Her figure, baby strapped to her back, is  a montage from every television commercial that has implored me to “feed the hungry” and every picture brought back from mission trips to Africa by white, middle-class Americans.

A powerful beauty, her  hair is shorn close to her head (no time for vanity here) and her sandaled feet are dusty. Always, there is at least one child tethered to her body.  Her hands are never empty because they are  always at task. She doesn’t get coffee breaks or vacations, or time to unwind.  Her work is never done.

Unlike her First World counterparts, she does not have issues with self-esteem. Survival is the esteemed goal here.  Is she a woman who “loves too much”?  What about her “inner child”? Does she take healthy time for herself, and is she setting aside time in her busy day for God?
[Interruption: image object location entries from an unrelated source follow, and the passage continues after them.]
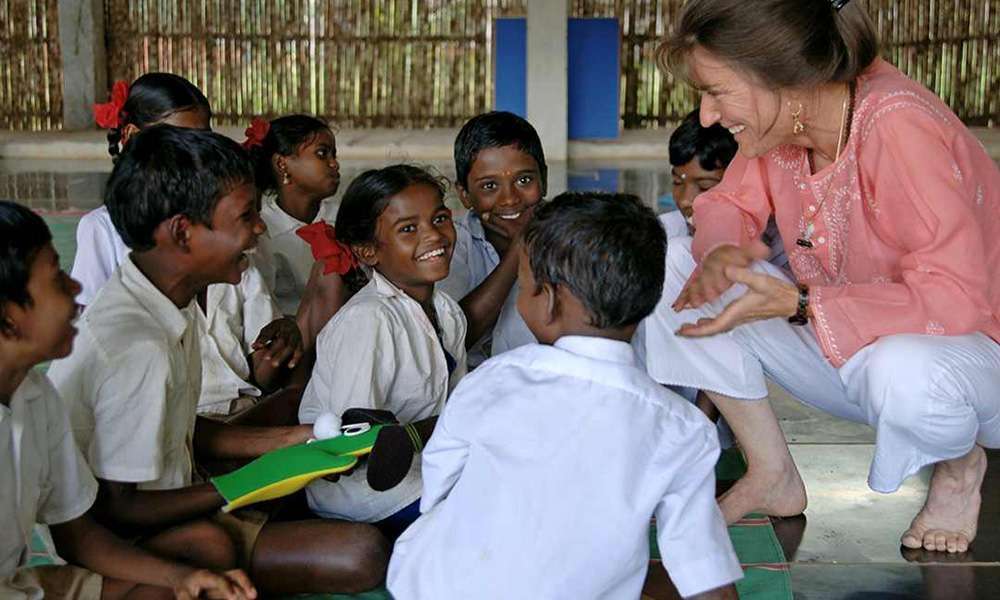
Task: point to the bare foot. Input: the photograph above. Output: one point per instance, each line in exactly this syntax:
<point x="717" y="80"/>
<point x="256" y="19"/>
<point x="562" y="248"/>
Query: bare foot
<point x="950" y="515"/>
<point x="773" y="492"/>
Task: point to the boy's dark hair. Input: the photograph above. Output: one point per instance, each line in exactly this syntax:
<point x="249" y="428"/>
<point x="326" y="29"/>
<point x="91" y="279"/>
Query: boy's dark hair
<point x="22" y="235"/>
<point x="169" y="171"/>
<point x="154" y="97"/>
<point x="497" y="129"/>
<point x="714" y="146"/>
<point x="608" y="249"/>
<point x="369" y="194"/>
<point x="284" y="136"/>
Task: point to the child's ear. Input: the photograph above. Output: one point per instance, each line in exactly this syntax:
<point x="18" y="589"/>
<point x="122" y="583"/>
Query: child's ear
<point x="552" y="305"/>
<point x="127" y="132"/>
<point x="178" y="231"/>
<point x="463" y="195"/>
<point x="279" y="164"/>
<point x="366" y="253"/>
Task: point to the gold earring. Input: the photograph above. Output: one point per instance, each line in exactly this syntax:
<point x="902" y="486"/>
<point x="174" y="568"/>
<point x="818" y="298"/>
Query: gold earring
<point x="797" y="125"/>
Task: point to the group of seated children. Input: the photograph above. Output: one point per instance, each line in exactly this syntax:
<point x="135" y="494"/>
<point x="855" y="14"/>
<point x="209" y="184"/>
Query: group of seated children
<point x="537" y="473"/>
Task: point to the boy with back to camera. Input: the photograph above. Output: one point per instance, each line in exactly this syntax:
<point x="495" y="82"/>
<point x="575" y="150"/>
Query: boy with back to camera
<point x="549" y="460"/>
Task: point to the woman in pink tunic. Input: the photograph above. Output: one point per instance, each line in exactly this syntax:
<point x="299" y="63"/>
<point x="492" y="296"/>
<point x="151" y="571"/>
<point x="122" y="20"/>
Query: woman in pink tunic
<point x="890" y="212"/>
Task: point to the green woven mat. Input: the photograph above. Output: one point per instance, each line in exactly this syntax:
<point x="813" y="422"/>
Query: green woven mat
<point x="765" y="576"/>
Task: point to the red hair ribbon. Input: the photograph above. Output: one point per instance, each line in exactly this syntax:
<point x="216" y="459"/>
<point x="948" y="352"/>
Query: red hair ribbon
<point x="336" y="255"/>
<point x="256" y="132"/>
<point x="108" y="115"/>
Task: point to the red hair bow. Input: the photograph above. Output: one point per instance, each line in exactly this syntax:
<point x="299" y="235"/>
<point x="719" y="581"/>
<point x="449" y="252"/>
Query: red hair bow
<point x="256" y="132"/>
<point x="336" y="255"/>
<point x="108" y="115"/>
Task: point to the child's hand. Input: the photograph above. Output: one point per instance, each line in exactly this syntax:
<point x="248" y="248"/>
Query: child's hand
<point x="280" y="341"/>
<point x="509" y="230"/>
<point x="231" y="585"/>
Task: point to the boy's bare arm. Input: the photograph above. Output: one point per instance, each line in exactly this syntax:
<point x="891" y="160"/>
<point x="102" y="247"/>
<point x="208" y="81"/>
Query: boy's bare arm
<point x="125" y="507"/>
<point x="84" y="542"/>
<point x="727" y="592"/>
<point x="225" y="441"/>
<point x="482" y="305"/>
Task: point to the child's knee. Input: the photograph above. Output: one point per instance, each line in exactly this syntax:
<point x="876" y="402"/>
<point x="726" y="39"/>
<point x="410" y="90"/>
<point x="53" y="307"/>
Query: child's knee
<point x="368" y="556"/>
<point x="208" y="545"/>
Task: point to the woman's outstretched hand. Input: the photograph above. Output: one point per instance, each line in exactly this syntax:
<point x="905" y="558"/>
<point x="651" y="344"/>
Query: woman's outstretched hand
<point x="767" y="297"/>
<point x="710" y="280"/>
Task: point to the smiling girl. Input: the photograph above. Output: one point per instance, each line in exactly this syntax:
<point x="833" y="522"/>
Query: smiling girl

No time for that – she hums prayers as she works, and that is her worship.

                She is a fallible person who makes mistakes, just as we all do.  But doubting her Creator is not a luxury she can afford.

                Her children, barefoot….do they have enough to eat today?
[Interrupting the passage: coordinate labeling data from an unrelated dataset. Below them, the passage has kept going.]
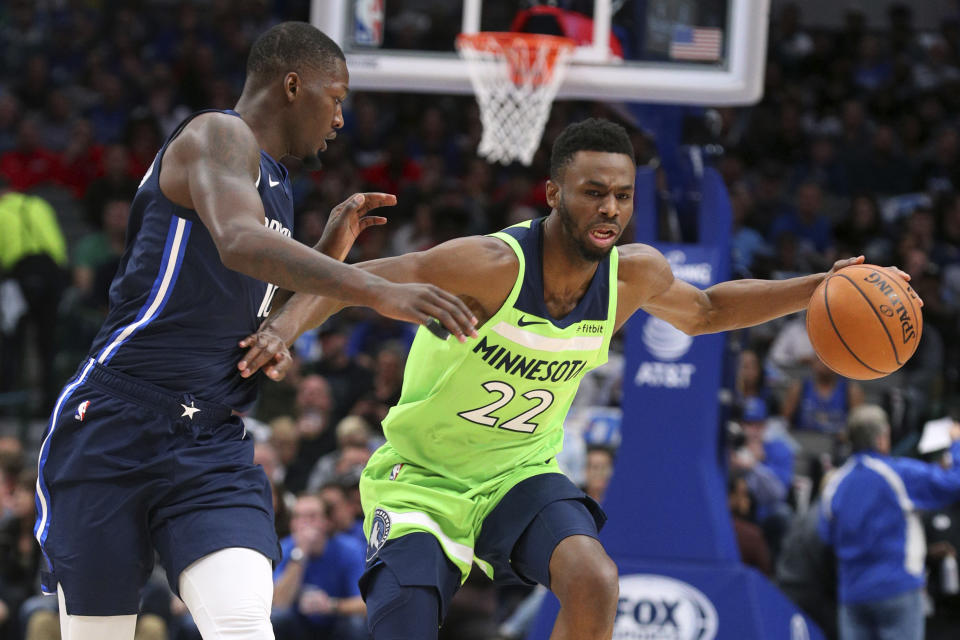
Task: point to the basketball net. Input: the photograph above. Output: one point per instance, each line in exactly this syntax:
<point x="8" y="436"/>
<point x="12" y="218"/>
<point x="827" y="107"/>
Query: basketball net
<point x="516" y="77"/>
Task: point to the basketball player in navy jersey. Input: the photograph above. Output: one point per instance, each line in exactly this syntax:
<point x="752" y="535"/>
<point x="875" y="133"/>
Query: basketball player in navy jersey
<point x="144" y="449"/>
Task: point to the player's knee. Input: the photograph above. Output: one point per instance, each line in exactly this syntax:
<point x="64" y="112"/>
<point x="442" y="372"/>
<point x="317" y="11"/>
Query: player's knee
<point x="594" y="579"/>
<point x="229" y="595"/>
<point x="400" y="612"/>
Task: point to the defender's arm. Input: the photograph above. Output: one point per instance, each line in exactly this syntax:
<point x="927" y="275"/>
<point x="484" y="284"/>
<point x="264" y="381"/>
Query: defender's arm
<point x="480" y="270"/>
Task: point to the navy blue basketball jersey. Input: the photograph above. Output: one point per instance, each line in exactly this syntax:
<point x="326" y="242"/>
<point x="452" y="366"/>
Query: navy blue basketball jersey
<point x="176" y="312"/>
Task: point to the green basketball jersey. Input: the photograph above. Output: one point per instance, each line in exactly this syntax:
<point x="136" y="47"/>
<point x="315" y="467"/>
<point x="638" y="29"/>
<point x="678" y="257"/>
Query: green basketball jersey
<point x="479" y="411"/>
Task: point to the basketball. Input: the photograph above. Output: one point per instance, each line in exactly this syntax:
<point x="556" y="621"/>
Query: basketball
<point x="864" y="321"/>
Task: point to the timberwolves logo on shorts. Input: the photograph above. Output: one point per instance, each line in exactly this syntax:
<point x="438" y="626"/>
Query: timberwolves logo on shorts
<point x="379" y="531"/>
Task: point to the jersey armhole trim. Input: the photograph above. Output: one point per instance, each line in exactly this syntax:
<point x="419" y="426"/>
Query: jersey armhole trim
<point x="518" y="283"/>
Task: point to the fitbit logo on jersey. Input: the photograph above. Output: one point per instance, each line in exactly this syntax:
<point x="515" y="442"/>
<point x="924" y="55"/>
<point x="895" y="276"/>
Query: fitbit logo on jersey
<point x="276" y="225"/>
<point x="653" y="607"/>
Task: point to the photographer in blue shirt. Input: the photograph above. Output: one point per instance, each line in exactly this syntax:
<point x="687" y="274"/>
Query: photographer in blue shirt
<point x="868" y="515"/>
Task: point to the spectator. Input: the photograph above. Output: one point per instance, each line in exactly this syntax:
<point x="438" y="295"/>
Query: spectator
<point x="861" y="231"/>
<point x="387" y="380"/>
<point x="286" y="441"/>
<point x="20" y="562"/>
<point x="343" y="513"/>
<point x="807" y="223"/>
<point x="351" y="455"/>
<point x="348" y="380"/>
<point x="750" y="541"/>
<point x="942" y="530"/>
<point x="806" y="571"/>
<point x="821" y="401"/>
<point x="96" y="255"/>
<point x="868" y="515"/>
<point x="317" y="435"/>
<point x="599" y="470"/>
<point x="315" y="594"/>
<point x="116" y="183"/>
<point x="766" y="463"/>
<point x="29" y="164"/>
<point x="33" y="253"/>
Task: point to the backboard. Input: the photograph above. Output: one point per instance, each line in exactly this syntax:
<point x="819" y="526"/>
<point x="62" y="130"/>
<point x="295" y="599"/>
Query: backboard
<point x="709" y="52"/>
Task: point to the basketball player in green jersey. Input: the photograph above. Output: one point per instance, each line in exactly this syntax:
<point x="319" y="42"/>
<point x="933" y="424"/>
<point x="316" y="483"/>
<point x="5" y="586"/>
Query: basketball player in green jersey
<point x="468" y="473"/>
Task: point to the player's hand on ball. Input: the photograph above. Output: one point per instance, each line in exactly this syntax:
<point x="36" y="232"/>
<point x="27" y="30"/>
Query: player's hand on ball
<point x="897" y="271"/>
<point x="846" y="262"/>
<point x="267" y="350"/>
<point x="422" y="303"/>
<point x="349" y="219"/>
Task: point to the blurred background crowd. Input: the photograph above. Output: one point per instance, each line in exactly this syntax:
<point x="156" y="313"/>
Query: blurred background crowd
<point x="853" y="149"/>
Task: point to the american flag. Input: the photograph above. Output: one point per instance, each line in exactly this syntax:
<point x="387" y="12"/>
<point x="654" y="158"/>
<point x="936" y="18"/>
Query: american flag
<point x="696" y="43"/>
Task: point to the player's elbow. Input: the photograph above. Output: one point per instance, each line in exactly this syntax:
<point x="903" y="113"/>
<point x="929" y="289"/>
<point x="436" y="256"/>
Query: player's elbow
<point x="236" y="249"/>
<point x="697" y="327"/>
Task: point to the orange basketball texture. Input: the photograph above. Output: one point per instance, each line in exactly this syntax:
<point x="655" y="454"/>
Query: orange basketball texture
<point x="864" y="321"/>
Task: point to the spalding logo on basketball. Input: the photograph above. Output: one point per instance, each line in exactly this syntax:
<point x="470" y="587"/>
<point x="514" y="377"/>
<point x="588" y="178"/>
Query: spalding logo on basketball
<point x="864" y="321"/>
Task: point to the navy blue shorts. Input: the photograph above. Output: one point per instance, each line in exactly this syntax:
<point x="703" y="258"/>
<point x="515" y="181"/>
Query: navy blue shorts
<point x="127" y="468"/>
<point x="517" y="538"/>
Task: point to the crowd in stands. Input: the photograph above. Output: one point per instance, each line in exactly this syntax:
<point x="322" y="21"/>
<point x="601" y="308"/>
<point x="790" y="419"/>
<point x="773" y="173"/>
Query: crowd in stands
<point x="854" y="148"/>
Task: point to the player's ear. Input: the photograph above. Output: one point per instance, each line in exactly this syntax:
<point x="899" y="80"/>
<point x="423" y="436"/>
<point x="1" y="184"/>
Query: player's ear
<point x="291" y="85"/>
<point x="553" y="194"/>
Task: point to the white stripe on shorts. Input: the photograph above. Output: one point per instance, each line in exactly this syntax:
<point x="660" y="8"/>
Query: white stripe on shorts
<point x="459" y="551"/>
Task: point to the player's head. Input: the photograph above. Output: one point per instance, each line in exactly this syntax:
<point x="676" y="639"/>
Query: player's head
<point x="309" y="71"/>
<point x="592" y="172"/>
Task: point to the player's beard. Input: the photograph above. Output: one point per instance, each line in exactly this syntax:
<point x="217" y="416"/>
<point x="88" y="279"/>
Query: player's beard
<point x="577" y="237"/>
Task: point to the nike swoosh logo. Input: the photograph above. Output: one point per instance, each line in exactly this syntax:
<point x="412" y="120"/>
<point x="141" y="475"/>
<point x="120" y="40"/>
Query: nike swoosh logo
<point x="523" y="322"/>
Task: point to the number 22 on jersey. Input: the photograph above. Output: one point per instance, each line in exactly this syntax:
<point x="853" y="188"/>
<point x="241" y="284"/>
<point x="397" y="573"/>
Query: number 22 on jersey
<point x="481" y="415"/>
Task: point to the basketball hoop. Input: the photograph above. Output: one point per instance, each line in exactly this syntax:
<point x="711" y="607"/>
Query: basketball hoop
<point x="515" y="76"/>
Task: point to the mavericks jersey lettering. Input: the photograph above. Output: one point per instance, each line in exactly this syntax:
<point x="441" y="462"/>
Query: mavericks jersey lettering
<point x="478" y="410"/>
<point x="176" y="312"/>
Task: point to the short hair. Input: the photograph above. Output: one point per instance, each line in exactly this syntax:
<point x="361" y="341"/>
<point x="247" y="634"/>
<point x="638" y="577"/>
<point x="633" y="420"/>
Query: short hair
<point x="291" y="46"/>
<point x="865" y="424"/>
<point x="592" y="134"/>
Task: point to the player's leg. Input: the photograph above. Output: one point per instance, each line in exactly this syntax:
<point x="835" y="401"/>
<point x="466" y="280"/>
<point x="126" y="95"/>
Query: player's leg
<point x="584" y="579"/>
<point x="90" y="498"/>
<point x="229" y="594"/>
<point x="214" y="531"/>
<point x="73" y="627"/>
<point x="560" y="550"/>
<point x="407" y="587"/>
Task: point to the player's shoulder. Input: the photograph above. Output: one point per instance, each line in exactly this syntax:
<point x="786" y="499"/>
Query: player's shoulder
<point x="638" y="260"/>
<point x="483" y="253"/>
<point x="219" y="135"/>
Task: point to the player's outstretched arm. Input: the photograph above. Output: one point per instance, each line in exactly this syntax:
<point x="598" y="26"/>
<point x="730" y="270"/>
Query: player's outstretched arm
<point x="345" y="223"/>
<point x="646" y="282"/>
<point x="212" y="167"/>
<point x="481" y="270"/>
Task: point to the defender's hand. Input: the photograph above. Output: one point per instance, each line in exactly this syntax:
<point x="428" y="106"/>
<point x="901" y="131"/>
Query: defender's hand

                Yes?  She hums her praise louder.

                No?  Pray and hope, and work all the harder.

                She doesn’t despair in losing the keys to her car, or fuss about the value of her 401k plan.  Her grief, when it comes….is wracking, life-altering. Her loss… it’s behind her eyes if you care to look.

                In the Western world, we like to say that our lives are our gift from God, and what we do with it is our gift to Him.   How presumptuous we human beings are.  My Sister in Africa has little opportunity to bring gifts that we in the First World consider valuable.  I think God smiles on her offerings especially;  they are  her very life and the lives of her children.

                I think that is what God intended us to bring. She inspires me so.

                I, as a white, middle class mother in America, sometimes wonder why I was not born as she. If life were fair, I mean.  If life were fair, I would have been.

                Sometimes, when my kids are getting on my very last nerve, I think about this woman. Because I often say to myself and others, “If this mothering thing were any harder, I couldn’t do it.” I mean it, too, when I say it.

When my children were small, I felt like I knew what I was doing as a mother. Like my Sister in Africa, I wore my babies in a sling on my hip or my back.  I nursed them into toddler-hood.  It felt natural, like they would be tethered to me forever.

                 Nowadays, as they are approaching young adulthood, I’m not quite as confident.  Writing about their growing up and my mistakes as a mother now is my attempt to capture the reality and share it.  And yet I know that during the process I will record my own shame.

                If this mothering thing were any harder…..God would equip me to do it, I suppose.

                But meanwhile, in a third-world, poverty-stricken, war-torn country in Africa….

                My Sister on the other side of the world.  Her life, just as precious to God, lived in the same units of time as mine – minutes, hours and days. Her love for her children just as fierce as mine.  When – if –  her babies  have survived to young adulthood, unclaimed by famine, drought or disease, she is not fixated about the proper way to “let them go.”

She is grateful.

Triumphant.

                I want to meet her one day, to touch her.  And to tell her that she is the Inspiration to another mother, all this world away.